Notably, the report highlights India as a potential beneficiary of the transition, citing its relatively lower exposure to LNG lock-in and strong latent industrial capacity. The findings suggest that, under a coherent and ambitious global regulatory framework, such economies may be able to “leapfrog” into cleaner shipping technologies, provided sufficient financial and policy support is available.
The research further cautions that fragmented or weakened IMO outcomes could prolong dependence on transitional fuels, increase long-term compliance costs, and create regulatory uncertainty across jurisdictions. It emphasises the need for greater alignment between national policies and global climate objectives, alongside targeted investment and financing mechanisms to support an equitable transition in the maritime sector.
AI adoption in shipping raises cyber-attack risks as response window for vulnerabilities sharply declines
Recent industry research indicates that the rapid adoption of AI across the maritime sector is significantly increasing exposure to cyber-attacks, with security preparedness failing to keep pace with technological integration.

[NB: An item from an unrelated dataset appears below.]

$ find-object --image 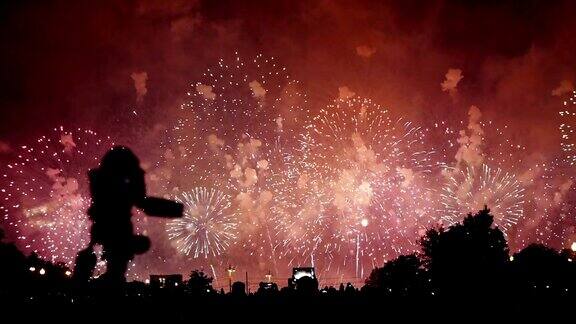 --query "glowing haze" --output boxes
[0,1,576,284]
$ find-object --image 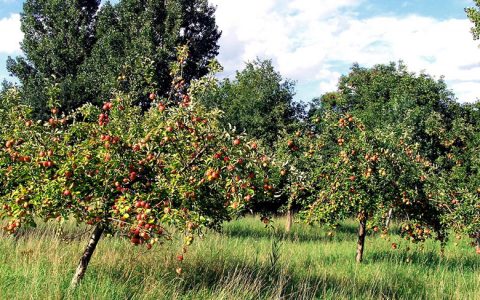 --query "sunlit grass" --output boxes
[0,217,480,299]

The findings, based on the Cydome Maritime Cyber Trends Report 2026, highlight that digital transformation in shipping operations is creating new and complex vulnerabilities across onboard and shore-based systems.
The report notes a drastic reduction in the time between the discovery of software vulnerabilities and their exploitation. While this window averaged approximately 63 days in 2018 and five days in 2024, AI-driven tools have now reduced it to less than 48 hours, with some systems being targeted within minutes of a flaw being identified.
Further, up to 60% of newly disclosed vulnerabilities across maritime systems are reportedly weaponised within this shortened timeframe, underscoring the increasing sophistication and speed of cyber threats. At the same time, 87% of organisations surveyed identified AI-related vulnerabilities as the fastest-growing cyber risk, reflecting heightened concern across the industry.
The research also highlights the growing use of AI-enabled cyber tactics, including highly targeted phishing attacks and deepfake-based fraud. Notably, AI-driven phishing campaigns now account for a substantial portion of cyber incidents, with a significant rise in voice-based fraud (vishing) enabled through cloned executive speech patterns.